A Christian politician has said he finds the Government's failure to include places of worship in its first phase of plans to ease lockdown measures "regrettable".
On Sunday, the Prime Minister announced a conditional three step plan to begin lifting England's coronavirus lockdown.
As part of the first stage, Boris Johnson said that people who could not work from home - including those in the manufacturing and construction industries - should go back to work, while avoiding public transport where possible.
Foreign secretary Dominic Raab has confirmed that this will apply from Wednesday along with measures to allow unlimited outdoor exercise and meetings with one member not from your household in public parks, as long as social distancing is observed.
Churches have been banned from meeting physically since social distancing measures were introduced.
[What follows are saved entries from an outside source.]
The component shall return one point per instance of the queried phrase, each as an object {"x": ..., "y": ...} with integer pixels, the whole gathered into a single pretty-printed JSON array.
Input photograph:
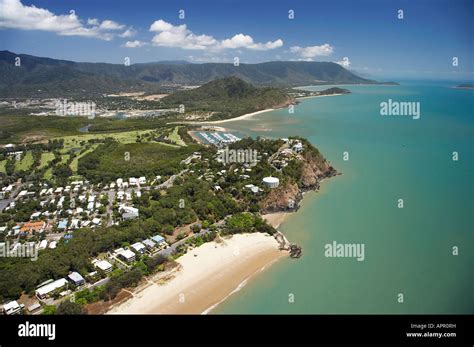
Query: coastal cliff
[{"x": 313, "y": 168}]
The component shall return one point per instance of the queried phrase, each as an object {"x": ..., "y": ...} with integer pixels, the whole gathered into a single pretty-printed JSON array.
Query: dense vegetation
[
  {"x": 184, "y": 203},
  {"x": 113, "y": 160}
]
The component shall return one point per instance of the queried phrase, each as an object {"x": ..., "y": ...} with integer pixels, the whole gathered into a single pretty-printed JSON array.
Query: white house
[
  {"x": 103, "y": 265},
  {"x": 138, "y": 247},
  {"x": 127, "y": 255},
  {"x": 11, "y": 308},
  {"x": 44, "y": 291}
]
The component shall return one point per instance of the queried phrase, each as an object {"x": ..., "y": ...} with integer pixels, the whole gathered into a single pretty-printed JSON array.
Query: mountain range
[{"x": 47, "y": 77}]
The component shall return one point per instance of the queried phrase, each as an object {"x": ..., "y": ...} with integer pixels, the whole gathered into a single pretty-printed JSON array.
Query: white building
[
  {"x": 138, "y": 247},
  {"x": 127, "y": 255},
  {"x": 271, "y": 182},
  {"x": 11, "y": 308},
  {"x": 104, "y": 265},
  {"x": 44, "y": 291}
]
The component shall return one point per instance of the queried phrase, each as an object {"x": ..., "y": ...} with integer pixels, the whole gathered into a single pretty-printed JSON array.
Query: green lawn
[
  {"x": 48, "y": 174},
  {"x": 174, "y": 136},
  {"x": 25, "y": 162},
  {"x": 75, "y": 161},
  {"x": 46, "y": 157},
  {"x": 71, "y": 142},
  {"x": 64, "y": 158}
]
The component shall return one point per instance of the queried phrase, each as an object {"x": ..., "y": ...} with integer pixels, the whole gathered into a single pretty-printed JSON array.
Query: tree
[
  {"x": 49, "y": 310},
  {"x": 67, "y": 307}
]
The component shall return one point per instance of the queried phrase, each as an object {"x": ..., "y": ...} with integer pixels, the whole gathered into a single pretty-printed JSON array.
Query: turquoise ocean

A government document later confirmed that churches would not be able to open until 4th July at the earliest.
Conservative MP for St Ives and West Cornwall, Derek Thomas says the importance of physical church gatherings has been underestimated.
He told Premier: "I think this is an area that we'll look back on with great regret.
"We've underestimated as a country, how important the physical gathering of Christians together and other faiths is to people and how important it is to their wellbeing and social interaction.
"We're very concerned about people's mental health and ability to stay connected and to support each other and the church in the UK is a fantastic place for that and we've kind of accepted maybe too easily that that can't happen at the moment."
Thomas says he's made numerous calls for the Government to prioritise the reintroduction of church meetings.
"They need to find ways of allowing Christians to meet again and for churches to operate again, whatever faith people might have. And so I hope they do that. I hope that they don't just take it for granted, that it's not important and that we'll just behave because, of course, we will respect those that are put in authority over us.
"My message to government is, please recognise the value of meeting together for faith groups, and enable that to happen, but again, still in a safe and sensible way," he said.